I am trying to do Bayesian analysis using pymc3 and bambi softwares.
My data shape is 136x5 and top 5 rows are as follows:
AGE GENDER AVAR BVAR OUTVAR
0 60 F 0.9 0 8260.0
1 56 F 5.4 1 15888.0
2 55 F 1.2 1 19734.4
3 52 F 1.7 1 15904.2
4 49 F 1.6 0 14848.0
where OUTVAR is target variable and others are predictors.
I used following Python3 code:
from bambi import Model
model = Model(bdf)
results = model.fit('OUTVAR ~ AGE + GENDER + AVAR + BVAR', samples=5000, chains=2)
print(results[1000:].summary())
and got following output:
Auto-assigning NUTS sampler...
Initializing NUTS using advi...
Average Loss = 1,476.2: 21%|██████████████▊ | 10601/50000 [00:01<00:07, 5542.87it/s]
Convergence achieved at 10700
Interrupted at 10,699 [21%]: Average Loss = 1,520.6
Multiprocess sampling (2 chains in 2 jobs)
NUTS: [OUTVAR_sd, BVAR, AVAR, AGE, GENDER, Intercept]
Sampling 2 chains: 100%|██████████████████████████████████████████████████████████████████████████| 11000/11000 [11:40<00:00, 15.71draws/s]
There were 154 divergences after tuning. Increase `target_accept` or reparameterize.
The chain reached the maximum tree depth. Increase max_treedepth, increase target_accept or reparameterize.
There were 241 divergences after tuning. Increase `target_accept` or reparameterize.
The chain reached the maximum tree depth. Increase max_treedepth, increase target_accept or reparameterize.
The number of effective samples is smaller than 10% for some parameters.

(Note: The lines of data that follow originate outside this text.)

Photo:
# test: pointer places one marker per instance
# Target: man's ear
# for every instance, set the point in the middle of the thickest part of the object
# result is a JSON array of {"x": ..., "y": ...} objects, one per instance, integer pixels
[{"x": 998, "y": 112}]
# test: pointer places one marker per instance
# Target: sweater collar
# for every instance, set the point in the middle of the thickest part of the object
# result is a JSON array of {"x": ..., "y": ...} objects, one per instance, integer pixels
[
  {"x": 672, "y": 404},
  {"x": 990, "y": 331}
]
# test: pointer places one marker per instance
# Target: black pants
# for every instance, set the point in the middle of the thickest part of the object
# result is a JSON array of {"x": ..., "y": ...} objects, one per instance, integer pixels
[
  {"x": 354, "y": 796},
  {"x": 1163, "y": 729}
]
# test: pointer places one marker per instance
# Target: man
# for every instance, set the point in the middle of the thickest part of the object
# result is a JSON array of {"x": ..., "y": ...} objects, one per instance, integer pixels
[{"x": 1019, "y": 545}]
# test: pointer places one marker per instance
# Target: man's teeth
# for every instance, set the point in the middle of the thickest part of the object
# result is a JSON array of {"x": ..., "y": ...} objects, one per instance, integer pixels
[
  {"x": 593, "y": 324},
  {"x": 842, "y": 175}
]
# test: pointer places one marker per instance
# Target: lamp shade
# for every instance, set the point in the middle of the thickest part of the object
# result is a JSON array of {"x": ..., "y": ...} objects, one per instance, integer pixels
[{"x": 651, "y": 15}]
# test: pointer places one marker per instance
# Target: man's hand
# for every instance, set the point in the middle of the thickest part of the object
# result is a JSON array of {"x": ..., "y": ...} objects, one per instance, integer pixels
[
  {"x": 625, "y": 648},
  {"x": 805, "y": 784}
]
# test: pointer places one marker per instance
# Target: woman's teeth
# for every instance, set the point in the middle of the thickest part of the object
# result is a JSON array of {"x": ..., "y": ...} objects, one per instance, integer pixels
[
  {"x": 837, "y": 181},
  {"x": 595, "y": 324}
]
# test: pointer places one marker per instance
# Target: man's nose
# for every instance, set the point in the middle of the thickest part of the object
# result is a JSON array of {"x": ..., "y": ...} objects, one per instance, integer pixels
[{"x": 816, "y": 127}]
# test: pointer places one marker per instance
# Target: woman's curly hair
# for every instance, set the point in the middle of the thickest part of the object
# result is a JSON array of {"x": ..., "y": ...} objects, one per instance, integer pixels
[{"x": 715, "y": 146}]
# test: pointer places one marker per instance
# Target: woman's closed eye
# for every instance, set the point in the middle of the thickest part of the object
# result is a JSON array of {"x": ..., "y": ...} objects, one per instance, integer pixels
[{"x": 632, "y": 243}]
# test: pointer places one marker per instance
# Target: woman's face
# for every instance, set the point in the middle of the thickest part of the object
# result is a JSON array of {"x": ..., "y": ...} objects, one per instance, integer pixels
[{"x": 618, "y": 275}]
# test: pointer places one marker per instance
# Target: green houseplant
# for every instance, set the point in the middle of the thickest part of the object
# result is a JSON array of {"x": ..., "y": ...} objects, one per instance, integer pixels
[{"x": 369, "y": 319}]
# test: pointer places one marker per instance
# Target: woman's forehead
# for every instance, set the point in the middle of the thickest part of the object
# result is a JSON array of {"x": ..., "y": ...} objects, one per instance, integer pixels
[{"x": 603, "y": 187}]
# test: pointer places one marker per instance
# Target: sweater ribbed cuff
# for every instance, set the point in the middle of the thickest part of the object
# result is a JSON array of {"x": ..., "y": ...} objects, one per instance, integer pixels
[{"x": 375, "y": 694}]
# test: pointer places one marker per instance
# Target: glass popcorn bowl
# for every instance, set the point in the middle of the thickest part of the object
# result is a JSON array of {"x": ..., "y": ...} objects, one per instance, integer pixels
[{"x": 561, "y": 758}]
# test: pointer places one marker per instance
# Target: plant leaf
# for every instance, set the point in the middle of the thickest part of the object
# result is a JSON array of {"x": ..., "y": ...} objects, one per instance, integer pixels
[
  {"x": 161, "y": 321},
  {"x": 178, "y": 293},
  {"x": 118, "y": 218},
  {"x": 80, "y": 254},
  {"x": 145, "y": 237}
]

mean sd hpd0.95_lower hpd0.95_upper effective_n gelman_rubin
AGE 6.936836 81.741918 -158.176468 165.050530 589 1.005245
AVAR -78.356403 410.942267 -896.068374 718.650196 2414 1.000314
BVAR 2639.993063 2262.101985 -1528.841953 7297.760056 553 1.000544
GENDER[T.M] -615.092080 1659.905226 -3855.789966 2756.704710 1392 1.003126
Intercept 11739.843222 3591.680335 5239.872556 19053.145349 179 1.007447
OUTVAR_sd 8936.351700 283.640474 8402.347757 9318.495791 6027 1.000028
How do I analyze and what inference can I make from this table of values?
Edit: To be specific, I want to confirm if mean
indicates coefficient values for each of variable. However, in usual linear regression, there is no coefficient for outcome variable, while here it is listed. Also, I am not clear what is the meaning of effective_n
value for each variable. Thanks for your help.
In this context, mean
is the mean of the posterior distribution. For a simple case like this, the posterior means will usually be close to the point estimates you would get from traditional least-squares regression.
The OUTVAR_sd
row is not for the outcome variable; it represents the model error. Think of the true OUTVAR
score as being the sum of the model-predicted OUTVAR
, plus a normally distributed error. Then OUTVAR_sd
is the posterior estimate for that error term.
effective_n
is a heuristic estimate of the number of independent samples in the chain for each variable. This is almost invariably smaller than the nominal number, because consecutive samples are correlated. See this blog post for a brief explanation.